Mindy Hanan, president and CEO of the ARHA, told the council that the new ordinance “will create additional jobs and make it more profitable for restaurants to serve brunch.”

Restauants can also make, on average, an additional $25,000 per year with the extra two hours of alcohol sales, meaning more tax revenue, according to Hanan.

Birmingham will also be able to compete with other Alabama cities that have already made such a change, including Mobile, Huntsville and Montrgomery, Hanan said.

This change affects only establishments that are licensed for on-premises consumption, according to Bernard.

The ordinance should go into effect in time for brunch next Sunday, April 15, after being advertised in local newspapers later this week, according to Bernard and city clerk Lee Frazier.

SALES TAX

The council voted 4-1 to readopt and continue the additional one cent per dollar sales tax increase adopted by the city under the Langford administration.

Without the council’s action, the tax would have expired after Dec. 31, 2018.

Mayor Woodfin, City Council President Valerie Abbott and councilors Hunter Williams and Jay Roberson argued in favor of extending the tax, saying that the city badly needed the $32 million in annual revenue it provides.

“This revenue is needed for our entire city,” Woodfin said.

Councilors Lashunda Scales and Sheila Tyson expressed deep concerns that the revenue from the tax has not been used for the priorities it was meant to help fund, including education.

Woodfin asked for their trust and said the money will be used properly, and that transit and education would receive their share.

Roberson expressed his support for Woodfin, who has been in office less than six months.

“We should give this mayor the opportunity to prove himself,” Roberson said.

Scales argued that 85 percent of the city’s budget is salary, and that the budget needs to be “reprioritized.”

However, Woodfin said that the one-cent tax “is needed not so much to keep people employed but to allow them to provide the services residents need every day.’
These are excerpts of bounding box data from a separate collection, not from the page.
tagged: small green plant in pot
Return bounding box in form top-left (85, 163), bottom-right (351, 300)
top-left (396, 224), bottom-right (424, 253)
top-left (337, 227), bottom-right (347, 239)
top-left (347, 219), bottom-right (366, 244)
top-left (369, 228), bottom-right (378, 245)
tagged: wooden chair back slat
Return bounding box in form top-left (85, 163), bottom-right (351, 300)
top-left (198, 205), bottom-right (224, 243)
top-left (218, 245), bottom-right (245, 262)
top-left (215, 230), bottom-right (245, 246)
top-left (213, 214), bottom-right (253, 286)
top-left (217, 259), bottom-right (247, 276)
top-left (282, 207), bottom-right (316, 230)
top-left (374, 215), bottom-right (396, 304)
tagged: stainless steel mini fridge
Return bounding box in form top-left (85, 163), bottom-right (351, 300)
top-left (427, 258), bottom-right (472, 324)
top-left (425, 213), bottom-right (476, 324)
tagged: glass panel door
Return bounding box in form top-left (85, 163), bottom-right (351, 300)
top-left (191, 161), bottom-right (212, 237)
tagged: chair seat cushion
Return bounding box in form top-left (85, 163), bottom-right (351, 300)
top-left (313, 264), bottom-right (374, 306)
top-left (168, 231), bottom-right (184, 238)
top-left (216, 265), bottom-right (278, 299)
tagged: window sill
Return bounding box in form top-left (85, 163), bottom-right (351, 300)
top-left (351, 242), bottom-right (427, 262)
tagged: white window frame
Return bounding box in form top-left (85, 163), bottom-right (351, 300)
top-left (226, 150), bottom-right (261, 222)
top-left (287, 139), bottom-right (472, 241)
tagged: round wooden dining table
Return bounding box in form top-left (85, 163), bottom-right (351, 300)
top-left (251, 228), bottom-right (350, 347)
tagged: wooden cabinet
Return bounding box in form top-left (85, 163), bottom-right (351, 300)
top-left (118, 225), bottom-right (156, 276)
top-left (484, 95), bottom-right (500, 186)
Scales also said that businesses are leaving the city because of the tax burden.

Roberson said that the city, after making lots of “tough decisions” in recent years to pull itself out of the financial hole, cannot afford to set itself back by allowing the tax to sunset and “losing almost 40 million dollars out of our budget.”

“Business is moving back in,” Roberson said. “Business is prospering.”

Williams, while expressing support for extending the tax, asked Woodfin if he would promise to try to make sure that the city government as a while operate much more efficiently.

Woodfin said that efficiency is one of the “core values” of his administration.

Scales was not convinced. ”I cant take this to the folks in my district one more time,” she said before the vote.

OTHER BUSINESS

As part of its consent agenda, the council also voted to accept two bids from Gillespie Construction of Jasper to do some bridge work.

The council accepted a bid of about $208,000 from Gillespie for the Greensprings Avenue Bridge Repair Project, and a bid of about $187,000 for the 2018 Bridge Maintenance Tree Removal Project.

UPDATE: This post was updated at 1:30 p.m., 4-10-18, to add more from the council's discussion of the sales tax.